この海上作戦、これに関連している国というのは十あるわけでございまして、皆が一生懸命にその長い闘いをやっていて、その結果として、アフガニスタンはもはやテロリストにとって安住の地ではなくなったということであると思います。その過程で、先ほど申しましたアルカイダ兵を捕まえたことに加えて、武器弾薬庫等も破壊をしているわけでございます。
ビンラディンあるいはオマル師が捕捉ができるというのは一つの大きな前進としてとらえることができるだろうと思いますけれども、テロとの闘いというのはそれだけではなくて、これは、一人一人のテロリストが民間人に被害を与えていく、標的として攻撃をするということの芽を摘まなければいけないということでございます。
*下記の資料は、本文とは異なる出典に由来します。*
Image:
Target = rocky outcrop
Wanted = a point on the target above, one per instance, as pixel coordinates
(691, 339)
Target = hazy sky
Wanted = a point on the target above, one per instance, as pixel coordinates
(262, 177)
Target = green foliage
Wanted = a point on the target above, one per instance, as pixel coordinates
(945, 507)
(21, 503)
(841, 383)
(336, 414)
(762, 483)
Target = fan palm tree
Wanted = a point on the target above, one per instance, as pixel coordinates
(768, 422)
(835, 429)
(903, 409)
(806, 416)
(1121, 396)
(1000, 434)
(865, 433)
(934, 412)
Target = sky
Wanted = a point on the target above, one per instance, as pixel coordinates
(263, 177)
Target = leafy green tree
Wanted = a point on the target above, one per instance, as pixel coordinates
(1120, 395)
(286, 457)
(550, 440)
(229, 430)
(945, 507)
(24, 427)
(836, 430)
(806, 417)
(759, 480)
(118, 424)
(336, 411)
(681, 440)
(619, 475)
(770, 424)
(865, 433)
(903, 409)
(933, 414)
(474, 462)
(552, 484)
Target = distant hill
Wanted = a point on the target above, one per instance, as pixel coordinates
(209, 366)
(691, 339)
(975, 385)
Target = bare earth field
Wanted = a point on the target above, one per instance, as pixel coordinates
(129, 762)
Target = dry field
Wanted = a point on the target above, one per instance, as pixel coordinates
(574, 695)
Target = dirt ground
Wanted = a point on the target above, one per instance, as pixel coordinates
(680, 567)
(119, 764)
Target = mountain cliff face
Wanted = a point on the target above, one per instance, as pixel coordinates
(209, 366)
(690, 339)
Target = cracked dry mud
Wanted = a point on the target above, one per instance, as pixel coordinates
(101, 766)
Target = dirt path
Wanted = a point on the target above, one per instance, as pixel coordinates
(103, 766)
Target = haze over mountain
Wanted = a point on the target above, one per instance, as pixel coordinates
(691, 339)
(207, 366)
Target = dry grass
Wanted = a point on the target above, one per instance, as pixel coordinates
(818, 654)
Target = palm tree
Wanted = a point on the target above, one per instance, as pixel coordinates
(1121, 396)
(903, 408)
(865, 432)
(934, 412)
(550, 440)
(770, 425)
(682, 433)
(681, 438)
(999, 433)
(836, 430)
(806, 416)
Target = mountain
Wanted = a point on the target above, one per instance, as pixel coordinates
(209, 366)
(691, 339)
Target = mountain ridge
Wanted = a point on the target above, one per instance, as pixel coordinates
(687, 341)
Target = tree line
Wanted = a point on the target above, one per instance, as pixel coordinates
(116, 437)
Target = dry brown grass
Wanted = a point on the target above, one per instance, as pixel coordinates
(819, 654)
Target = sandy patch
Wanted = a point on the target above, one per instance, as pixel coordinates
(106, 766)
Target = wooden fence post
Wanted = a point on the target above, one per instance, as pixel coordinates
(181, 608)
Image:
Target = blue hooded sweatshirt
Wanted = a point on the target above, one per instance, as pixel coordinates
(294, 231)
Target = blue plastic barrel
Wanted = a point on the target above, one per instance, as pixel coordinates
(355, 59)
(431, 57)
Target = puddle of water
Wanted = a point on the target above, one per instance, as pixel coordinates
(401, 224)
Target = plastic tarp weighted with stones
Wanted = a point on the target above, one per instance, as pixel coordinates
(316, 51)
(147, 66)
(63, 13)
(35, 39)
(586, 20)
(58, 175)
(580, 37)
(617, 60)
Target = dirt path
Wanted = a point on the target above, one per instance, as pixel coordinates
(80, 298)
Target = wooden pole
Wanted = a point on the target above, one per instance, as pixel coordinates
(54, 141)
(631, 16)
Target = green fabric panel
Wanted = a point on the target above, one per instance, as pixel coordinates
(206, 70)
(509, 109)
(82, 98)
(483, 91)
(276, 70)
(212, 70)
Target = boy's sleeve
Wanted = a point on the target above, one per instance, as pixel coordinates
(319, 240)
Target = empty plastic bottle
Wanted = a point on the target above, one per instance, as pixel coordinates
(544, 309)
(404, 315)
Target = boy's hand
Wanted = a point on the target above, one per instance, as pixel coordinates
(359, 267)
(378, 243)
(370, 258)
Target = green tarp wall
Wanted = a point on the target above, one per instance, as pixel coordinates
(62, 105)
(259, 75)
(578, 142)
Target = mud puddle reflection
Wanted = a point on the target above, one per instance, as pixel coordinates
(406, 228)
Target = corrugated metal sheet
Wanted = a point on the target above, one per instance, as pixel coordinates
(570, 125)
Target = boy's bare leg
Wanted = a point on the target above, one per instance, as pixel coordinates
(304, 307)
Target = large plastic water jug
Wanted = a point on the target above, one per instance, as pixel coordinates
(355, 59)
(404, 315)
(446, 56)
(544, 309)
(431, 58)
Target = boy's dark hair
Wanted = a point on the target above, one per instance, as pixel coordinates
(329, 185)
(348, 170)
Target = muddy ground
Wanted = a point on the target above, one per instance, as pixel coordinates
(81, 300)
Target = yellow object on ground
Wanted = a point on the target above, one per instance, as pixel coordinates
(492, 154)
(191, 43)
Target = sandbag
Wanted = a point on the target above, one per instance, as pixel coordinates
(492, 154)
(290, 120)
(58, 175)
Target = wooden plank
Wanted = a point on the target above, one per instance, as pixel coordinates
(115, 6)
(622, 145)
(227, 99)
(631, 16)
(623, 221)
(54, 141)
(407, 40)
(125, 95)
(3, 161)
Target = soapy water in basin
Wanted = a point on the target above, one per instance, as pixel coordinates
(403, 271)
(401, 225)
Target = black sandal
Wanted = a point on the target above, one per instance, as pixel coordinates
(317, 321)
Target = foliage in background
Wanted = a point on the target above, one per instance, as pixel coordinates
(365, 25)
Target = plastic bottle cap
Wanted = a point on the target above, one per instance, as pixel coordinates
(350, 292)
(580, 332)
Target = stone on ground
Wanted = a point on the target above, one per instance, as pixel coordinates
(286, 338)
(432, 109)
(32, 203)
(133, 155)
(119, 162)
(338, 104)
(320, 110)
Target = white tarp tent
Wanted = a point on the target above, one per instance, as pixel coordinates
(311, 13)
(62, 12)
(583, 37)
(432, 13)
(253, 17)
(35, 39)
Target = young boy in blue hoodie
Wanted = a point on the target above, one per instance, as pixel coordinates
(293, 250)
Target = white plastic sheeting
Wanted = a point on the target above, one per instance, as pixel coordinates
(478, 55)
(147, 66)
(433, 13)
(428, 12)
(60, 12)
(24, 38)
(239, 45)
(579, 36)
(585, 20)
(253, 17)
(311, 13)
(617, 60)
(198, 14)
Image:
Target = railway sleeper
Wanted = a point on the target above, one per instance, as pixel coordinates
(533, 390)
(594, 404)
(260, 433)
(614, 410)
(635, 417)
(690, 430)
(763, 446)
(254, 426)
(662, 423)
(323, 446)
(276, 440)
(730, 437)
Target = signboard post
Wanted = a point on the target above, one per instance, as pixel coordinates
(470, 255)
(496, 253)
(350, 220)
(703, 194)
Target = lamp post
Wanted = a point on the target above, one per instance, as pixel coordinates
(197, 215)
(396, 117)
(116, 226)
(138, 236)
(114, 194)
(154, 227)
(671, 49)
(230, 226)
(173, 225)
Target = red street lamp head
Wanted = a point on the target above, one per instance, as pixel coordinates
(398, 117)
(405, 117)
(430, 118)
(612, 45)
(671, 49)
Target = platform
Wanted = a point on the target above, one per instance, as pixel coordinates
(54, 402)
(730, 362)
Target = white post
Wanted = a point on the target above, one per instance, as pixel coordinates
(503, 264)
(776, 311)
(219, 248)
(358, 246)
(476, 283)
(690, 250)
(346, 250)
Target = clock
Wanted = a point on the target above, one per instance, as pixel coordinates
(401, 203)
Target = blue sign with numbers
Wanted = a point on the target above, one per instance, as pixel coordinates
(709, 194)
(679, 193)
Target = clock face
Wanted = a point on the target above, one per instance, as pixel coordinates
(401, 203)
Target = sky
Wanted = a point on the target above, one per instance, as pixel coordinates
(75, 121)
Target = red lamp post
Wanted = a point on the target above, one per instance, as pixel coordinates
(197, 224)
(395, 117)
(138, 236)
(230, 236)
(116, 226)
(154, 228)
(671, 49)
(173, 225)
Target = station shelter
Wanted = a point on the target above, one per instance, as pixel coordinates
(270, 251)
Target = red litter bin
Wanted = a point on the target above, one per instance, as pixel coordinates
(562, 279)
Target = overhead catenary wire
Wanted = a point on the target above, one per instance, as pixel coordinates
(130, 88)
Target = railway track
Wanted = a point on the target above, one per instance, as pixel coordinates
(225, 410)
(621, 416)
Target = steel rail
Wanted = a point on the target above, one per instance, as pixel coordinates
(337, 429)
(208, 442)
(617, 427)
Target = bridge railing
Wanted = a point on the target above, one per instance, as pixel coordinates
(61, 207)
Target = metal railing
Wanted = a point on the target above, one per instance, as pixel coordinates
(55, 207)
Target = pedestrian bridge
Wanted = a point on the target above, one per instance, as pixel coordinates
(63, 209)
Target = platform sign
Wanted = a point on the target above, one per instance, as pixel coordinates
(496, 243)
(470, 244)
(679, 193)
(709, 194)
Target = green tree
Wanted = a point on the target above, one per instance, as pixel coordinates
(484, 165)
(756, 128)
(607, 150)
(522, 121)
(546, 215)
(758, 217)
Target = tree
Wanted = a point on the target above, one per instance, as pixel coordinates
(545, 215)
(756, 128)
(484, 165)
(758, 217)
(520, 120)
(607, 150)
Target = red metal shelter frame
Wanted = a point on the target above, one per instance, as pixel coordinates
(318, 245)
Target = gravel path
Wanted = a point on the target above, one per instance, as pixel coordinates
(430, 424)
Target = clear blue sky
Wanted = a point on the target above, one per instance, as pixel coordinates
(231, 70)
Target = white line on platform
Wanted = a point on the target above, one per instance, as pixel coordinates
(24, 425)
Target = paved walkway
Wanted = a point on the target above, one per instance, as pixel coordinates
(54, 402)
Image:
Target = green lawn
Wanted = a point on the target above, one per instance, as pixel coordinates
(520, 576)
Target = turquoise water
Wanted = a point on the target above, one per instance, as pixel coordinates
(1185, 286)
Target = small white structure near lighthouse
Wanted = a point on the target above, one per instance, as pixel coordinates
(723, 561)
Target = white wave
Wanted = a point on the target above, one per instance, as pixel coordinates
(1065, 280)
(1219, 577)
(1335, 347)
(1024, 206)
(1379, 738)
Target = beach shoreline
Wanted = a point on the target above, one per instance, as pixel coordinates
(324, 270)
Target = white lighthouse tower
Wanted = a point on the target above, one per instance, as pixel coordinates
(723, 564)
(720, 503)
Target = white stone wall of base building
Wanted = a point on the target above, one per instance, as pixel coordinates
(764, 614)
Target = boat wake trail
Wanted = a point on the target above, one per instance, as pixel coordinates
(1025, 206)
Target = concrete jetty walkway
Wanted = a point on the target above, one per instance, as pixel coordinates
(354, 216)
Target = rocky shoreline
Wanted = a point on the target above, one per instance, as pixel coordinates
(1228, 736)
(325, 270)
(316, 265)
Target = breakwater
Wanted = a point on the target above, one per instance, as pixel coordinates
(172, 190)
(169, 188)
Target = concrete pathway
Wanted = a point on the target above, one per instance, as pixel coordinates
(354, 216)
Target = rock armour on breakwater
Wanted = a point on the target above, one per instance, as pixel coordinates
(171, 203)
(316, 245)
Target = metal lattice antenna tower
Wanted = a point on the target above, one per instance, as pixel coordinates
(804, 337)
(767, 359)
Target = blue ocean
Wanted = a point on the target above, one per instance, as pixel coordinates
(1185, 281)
ビンラディンあるいはオマル師が捕捉されればそれは大きな成果であるということですけれども、それがテロとの闘いを意味するわけでもなく、これは息の長い闘いを続けなければいけない、国際社会はみんなそう思って協力をしているということであると思います。
■前原委員 いや、これは九・一一テロという文言がついているんですね。その首謀者、そしてまた、その中心人物がビンラディンでありオマルであるという話をしているわけです。一般的なテロとの闘いを続けるということの一般論でおっしゃるのであれば、そうしたら、特措法を引き下げて恒久法を出してくるのが筋でしょう、それは。
そういう一般論を聞いているんではなくて、まさにこれは特別措置法なんだから、今の九・一一テロに対して首謀者が特定をされた、それに対しての効果というのは、首謀者を捕まえるというのが一番の肝であることはだれが考えても当たり前の話でしょう。だから、それが捕まっていないから効果が上がっていない、仮に捕まえたとしても、テロとテロリストというのは出てくる、そういうことだったら、今の特措法を引っ込めて恒久法で議論されるのが筋でしょう。だから、今の話は私はすりかえだと思いますよ。
では、もうちょっと――いや、いいです、今のことについては。
先ほど、無線照会それから船舶検査の話をされましたね、件数。これはアメリカからの情報提供ですよね。では、どこまでそのことについてコミットメントされていますか。どの船舶、つまりは日本が給油しているわけですよね。給油したどの国の艦船が船舶検査を行って、その成果はどうだったのか。そして、無線照会ではどういうものがあって、それについてはどういうそれこそ成果が上がったのか。
それは、給油をしている立場として、その艦船が行ったことについてはしっかりとした情報を得るのが当たり前のことだと私は思いますけれども、どこまでコミットメントされていますか、情報について。
■川口国務大臣 先ほど申しましたように、アメリカとの間ではいろいろな情報を得ております。それは、一番高いレベルにおける情報交換も含めていろいろ得ておりますけれども、そういったことについて、これは、今後の円滑な作戦の実行、施行という観点から今ここで申し上げるわけにはいかないわけですけれども、アメリカ以外の国とも情報の交換は私どもはやっております。
そういった情報の交換の中で、アメリカからもらった情報、これに矛盾をするようなそういった情報は、我々としては受け取っていないということは申し上げられると思います。